All Foods Clean?

One verse in the Gospel of Mark appears to annul entire tractates of Jewish dietary laws. Did Yeshua really make all foods clean?

Artwork from the Torah Club Jesus, My Rabbi study, lesson "All Foods Clean". (Image and art © First Fruits of Zion)

In most English translations of the Bible, Mark 7:19 appears to state that Yeshua declared all foods clean, abrogating the biblical dietary laws.

To put this statement in context, the Master had just told His disciples that food entering their bodies did not defile their hearts; rather, what defiles the heart is what comes out of a person—evil thoughts, words, and actions. Unclean food does not remain to become a permanent part of a person’s spiritual psyche, but sin does.

Several modern translations render the last clause of Mark 7:19, “purging all foods,” as a narrator’s parenthetical statement supplied by the gospel writer. In other words, they understand it to be a summary conclusion added by Mark to explain the entire teaching. According to that interpretation, Mark sums up the episode with the words, “Thus He declared all foods clean.” Consider the following translations, all of which are constructed around three words: “cleansing all foods.”

  • In saying this, Jesus declared all foods “clean.” (NIV)
  • Thus He declared all foods clean (NASB)
  • Thus he declared all foods clean. (ESV)
  • Thus he declared all foods clean. (RSV)
  • By saying this, he declared that every kind of food is acceptable in God’s eyes. (NLT)
  • Thus He was making and declaring all foods [ceremonially] clean [that is, abolishing the ceremonial distinctions of the Levitical Law]. (AMP)

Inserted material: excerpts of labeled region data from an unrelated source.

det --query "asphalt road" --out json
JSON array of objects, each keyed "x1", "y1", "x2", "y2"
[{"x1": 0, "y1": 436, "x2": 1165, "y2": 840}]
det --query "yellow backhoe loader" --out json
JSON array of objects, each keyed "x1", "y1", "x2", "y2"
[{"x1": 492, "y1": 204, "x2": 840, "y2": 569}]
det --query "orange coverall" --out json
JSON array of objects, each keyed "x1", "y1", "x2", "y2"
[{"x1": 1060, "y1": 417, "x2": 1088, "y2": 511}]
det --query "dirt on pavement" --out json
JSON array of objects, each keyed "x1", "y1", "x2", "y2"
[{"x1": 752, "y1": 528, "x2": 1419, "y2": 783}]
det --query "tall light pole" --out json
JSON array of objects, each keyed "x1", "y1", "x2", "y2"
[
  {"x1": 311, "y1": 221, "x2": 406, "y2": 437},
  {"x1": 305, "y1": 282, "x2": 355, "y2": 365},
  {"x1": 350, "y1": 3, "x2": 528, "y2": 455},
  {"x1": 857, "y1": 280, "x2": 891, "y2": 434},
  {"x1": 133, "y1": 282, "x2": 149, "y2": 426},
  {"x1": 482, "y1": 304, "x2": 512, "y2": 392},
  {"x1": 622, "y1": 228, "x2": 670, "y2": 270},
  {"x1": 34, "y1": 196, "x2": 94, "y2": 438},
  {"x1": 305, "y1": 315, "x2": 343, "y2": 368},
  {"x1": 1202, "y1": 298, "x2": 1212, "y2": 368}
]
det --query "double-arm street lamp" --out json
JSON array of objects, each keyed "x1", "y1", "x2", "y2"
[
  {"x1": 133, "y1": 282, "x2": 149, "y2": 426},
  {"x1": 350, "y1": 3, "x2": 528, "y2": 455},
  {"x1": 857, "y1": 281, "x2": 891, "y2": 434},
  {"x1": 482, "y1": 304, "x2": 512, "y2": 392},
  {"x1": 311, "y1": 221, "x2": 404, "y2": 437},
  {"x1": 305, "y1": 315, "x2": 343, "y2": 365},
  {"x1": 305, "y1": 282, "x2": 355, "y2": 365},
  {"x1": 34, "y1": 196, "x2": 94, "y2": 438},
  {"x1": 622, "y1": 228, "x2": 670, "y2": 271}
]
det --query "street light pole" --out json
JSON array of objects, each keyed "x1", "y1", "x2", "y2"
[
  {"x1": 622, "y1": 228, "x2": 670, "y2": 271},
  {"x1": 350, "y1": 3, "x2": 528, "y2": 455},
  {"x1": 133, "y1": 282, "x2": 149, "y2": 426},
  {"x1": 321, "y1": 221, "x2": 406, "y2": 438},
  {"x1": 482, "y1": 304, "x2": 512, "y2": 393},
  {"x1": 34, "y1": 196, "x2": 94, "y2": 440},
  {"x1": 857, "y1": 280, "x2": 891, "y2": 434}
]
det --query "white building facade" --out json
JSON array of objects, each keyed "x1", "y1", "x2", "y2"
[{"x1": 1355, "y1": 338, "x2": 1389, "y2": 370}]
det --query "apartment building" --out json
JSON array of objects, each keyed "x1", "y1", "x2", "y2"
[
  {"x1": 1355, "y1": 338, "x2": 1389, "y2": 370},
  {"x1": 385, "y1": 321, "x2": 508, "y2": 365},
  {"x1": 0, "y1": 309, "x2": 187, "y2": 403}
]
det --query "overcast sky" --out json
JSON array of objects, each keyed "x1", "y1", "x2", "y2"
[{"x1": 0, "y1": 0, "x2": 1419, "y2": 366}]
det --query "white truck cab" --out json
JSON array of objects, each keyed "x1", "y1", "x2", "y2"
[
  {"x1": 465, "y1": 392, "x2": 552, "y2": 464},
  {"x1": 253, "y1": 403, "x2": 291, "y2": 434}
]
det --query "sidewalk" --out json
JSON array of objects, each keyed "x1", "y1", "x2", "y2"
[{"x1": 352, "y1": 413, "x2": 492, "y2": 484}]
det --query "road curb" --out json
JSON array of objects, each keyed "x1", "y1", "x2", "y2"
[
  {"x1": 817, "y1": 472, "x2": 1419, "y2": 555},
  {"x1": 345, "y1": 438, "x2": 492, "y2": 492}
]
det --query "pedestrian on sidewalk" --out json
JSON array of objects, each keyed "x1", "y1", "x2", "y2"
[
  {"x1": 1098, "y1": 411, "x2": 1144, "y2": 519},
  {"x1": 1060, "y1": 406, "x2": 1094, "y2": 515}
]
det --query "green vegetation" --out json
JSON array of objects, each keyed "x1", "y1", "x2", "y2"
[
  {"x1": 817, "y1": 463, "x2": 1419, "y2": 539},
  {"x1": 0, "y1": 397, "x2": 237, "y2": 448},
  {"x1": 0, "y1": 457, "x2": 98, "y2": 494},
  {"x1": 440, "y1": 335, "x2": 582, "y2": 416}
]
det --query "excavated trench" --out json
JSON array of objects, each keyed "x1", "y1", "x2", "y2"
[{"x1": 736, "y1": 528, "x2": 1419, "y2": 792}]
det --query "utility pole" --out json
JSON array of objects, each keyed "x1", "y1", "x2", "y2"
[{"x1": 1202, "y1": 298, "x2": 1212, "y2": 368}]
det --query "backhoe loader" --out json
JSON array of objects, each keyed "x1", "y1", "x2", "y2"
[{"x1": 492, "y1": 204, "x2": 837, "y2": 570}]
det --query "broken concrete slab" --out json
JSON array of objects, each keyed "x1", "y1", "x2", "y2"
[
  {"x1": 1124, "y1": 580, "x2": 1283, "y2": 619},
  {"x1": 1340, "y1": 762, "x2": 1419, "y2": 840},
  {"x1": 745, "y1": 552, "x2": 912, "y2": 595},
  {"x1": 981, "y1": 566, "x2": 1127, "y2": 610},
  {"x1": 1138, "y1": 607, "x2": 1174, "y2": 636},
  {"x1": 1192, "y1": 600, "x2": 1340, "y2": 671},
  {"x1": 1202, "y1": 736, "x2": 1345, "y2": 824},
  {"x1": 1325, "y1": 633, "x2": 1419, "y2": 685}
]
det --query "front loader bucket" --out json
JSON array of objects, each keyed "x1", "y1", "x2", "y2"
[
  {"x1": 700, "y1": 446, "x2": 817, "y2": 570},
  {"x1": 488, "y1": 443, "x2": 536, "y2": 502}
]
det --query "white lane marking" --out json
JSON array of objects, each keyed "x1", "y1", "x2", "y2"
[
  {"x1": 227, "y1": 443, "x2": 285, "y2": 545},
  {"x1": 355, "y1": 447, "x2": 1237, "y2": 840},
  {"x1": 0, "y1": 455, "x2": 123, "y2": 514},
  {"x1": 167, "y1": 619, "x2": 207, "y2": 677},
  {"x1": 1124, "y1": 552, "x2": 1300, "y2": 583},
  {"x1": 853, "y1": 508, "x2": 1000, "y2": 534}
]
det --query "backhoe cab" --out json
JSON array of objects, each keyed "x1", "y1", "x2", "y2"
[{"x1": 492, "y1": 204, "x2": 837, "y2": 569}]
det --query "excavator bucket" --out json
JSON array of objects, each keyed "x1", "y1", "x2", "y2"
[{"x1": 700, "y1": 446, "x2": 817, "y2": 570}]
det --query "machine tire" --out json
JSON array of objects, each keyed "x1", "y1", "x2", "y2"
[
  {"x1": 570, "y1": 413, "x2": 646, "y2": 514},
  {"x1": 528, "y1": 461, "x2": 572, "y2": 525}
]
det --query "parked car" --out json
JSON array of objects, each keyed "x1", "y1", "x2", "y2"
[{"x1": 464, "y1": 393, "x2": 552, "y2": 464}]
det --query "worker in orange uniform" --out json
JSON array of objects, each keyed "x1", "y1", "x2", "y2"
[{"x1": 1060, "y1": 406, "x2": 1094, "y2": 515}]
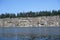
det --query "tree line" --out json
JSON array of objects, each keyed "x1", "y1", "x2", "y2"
[{"x1": 0, "y1": 10, "x2": 60, "y2": 18}]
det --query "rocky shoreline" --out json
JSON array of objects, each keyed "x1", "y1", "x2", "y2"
[{"x1": 0, "y1": 16, "x2": 60, "y2": 27}]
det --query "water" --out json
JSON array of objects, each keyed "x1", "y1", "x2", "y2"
[{"x1": 0, "y1": 27, "x2": 60, "y2": 40}]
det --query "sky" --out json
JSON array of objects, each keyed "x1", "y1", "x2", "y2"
[{"x1": 0, "y1": 0, "x2": 60, "y2": 14}]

The above translations all demonstrate remarkable creativity on the part of the translators as they attempt to translate a grammatical problem in Mark 7:19. A single dangling participle creates the confusion. In the Greek of Mark 7:19, the participle translated as “purifying” dangles with no obvious subject. The Greek text literally translates as “cleansing all of the food” or “purging all of the food.” The translators supply the rest of the parenthetical statement. In the above list, words added by the translator are italicized. Compare the more literal rendering of the King James Version, which is based upon a small variant in Greek Textus Receptus:

Because it entereth not into his heart, but into the belly, and goeth out into the draught, purging all meats. (Mark 7:19, KJV)

The King James rendering makes better sense in the context, describing how food enters the belly and goes out into the privy, thereby purging all food—rendering it ritually pure. Nevertheless, many translators argue that the Greek construction is better understood as a parenthetical comment summing up the Master’s teaching on the subject.

What if the parenthetical statement created by the translators was actually intended for Gentiles? Some scholars have made that suggestion. Is it possible that Mark added the summary statement because he was concerned lest his Gentile readers in Rome mistakenly suppose that they were beholden to the dietary laws? That explanation violates the context of the teaching and makes Yeshua say something He was not saying. There were no Gentiles present when Yeshua made the statement, and Gentile dietary concerns were not under discussion.

Most readers look to the assumed parenthetical statement as evidence for the belief that the Master canceled the kosher laws, but even if the phrase should be translated as an actual parenthetical statement, one must still place the saying within the context of the story: eating bread with unwashed hands. The Torah’s dietary laws are not under discussion. The question was about bread.